At heart this is about a Jewish man, born and raised in America, trying as a grown-up to find a connection to the immigrant father by whom he was baffled and embarrassed as a child. Ariel Sabar knows how to tell a story, however, and it's his writing and organization even more than the story itself that makes this book such a treasure. But the story is wonderful, too.
The book starts in the village of Zakho, in Kurdish Iraq, with the tale of its people, including the author's great-grandfather, Ephraim, the dyer, whom the locals believe talks to angels. Sabar makes the village and its inhabitants come alive and while I at times wished there were more photos included in the book, Sabar's writing is usually picture enough. Sabar's parents are married (arranged, of course), Sabar's father, Yona, and his siblings are born, and too many of them die. One goes tragically missing. Throughout the personal saga, Sabar presents a global context -- World Wars I & II, the relationship of his family's native language in Zakho (Aramaic) to the rest of Iraq, to the multi-culturalism and religious harmony of Kurdistan and how the area was divided in the wake of the first World War, to the changing attitudes toward Jews in Iraq and the Middle East and the foundation of Israel.

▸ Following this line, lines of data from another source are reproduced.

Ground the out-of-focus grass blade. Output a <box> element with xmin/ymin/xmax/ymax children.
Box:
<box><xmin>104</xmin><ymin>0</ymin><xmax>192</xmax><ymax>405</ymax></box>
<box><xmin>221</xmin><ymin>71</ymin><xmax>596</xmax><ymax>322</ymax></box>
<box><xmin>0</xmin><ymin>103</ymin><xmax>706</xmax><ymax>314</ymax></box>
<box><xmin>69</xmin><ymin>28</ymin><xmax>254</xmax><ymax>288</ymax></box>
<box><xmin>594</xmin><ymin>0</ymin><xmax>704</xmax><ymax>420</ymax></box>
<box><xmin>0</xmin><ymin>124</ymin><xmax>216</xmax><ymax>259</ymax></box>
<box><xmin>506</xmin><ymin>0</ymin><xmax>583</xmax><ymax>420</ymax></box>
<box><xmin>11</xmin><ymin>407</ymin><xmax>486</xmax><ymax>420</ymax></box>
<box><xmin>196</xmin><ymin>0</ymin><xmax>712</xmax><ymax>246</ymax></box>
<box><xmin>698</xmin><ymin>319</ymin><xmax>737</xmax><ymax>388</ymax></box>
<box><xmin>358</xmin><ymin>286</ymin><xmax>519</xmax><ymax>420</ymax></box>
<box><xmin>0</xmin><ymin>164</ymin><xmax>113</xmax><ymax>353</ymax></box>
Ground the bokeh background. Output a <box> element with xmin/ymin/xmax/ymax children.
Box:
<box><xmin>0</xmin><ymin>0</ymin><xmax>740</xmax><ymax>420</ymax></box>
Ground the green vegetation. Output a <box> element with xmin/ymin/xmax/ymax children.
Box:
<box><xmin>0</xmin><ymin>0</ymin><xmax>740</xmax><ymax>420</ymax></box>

In the '50's Sabar's family relocates, not entirely willingly, to Israel, where they find not the holy land of their dreams, but a huge and unwelcoming city in which they are the lowest of the low. Most of the middle of the book follows Yona's tale as he works to make something of himself in this hostile environment, eventually earning a scholarship to Yale and becoming a respected professor of Neo-Aramaic at UCLA.
The final sections of the book recount the author's story and his attempts to reconnect with his roots in Iraq and reconcile himself with his father.
Wisely, Sabar distances himself from the earlier portions of the book and doesn't spend much time on his American upbringing and personal story, choosing only to interject himself into the tale as it relates to his family's past. The tale is about the people, but Sabar deftly weaves throught the book language, politics, religion, and poverty without letting any of them dominate.
Being from Los Angeles I find myself hoping one day that I will run into and recognize Ariel and Yona, so that I can smile at my fellow Angelino and the rumpled professor who has never felt like he truly belongs here. I know very little about my family before they emmigrated to New York, but somehow Sabar's book makes me feel as if I do. His family's story is that of everyone whose ancestors came here hoping for a better life for the people they loved, yet still missing that which was lost.
Thank you, Ariel Sabar for this beautiful and heartfelt book.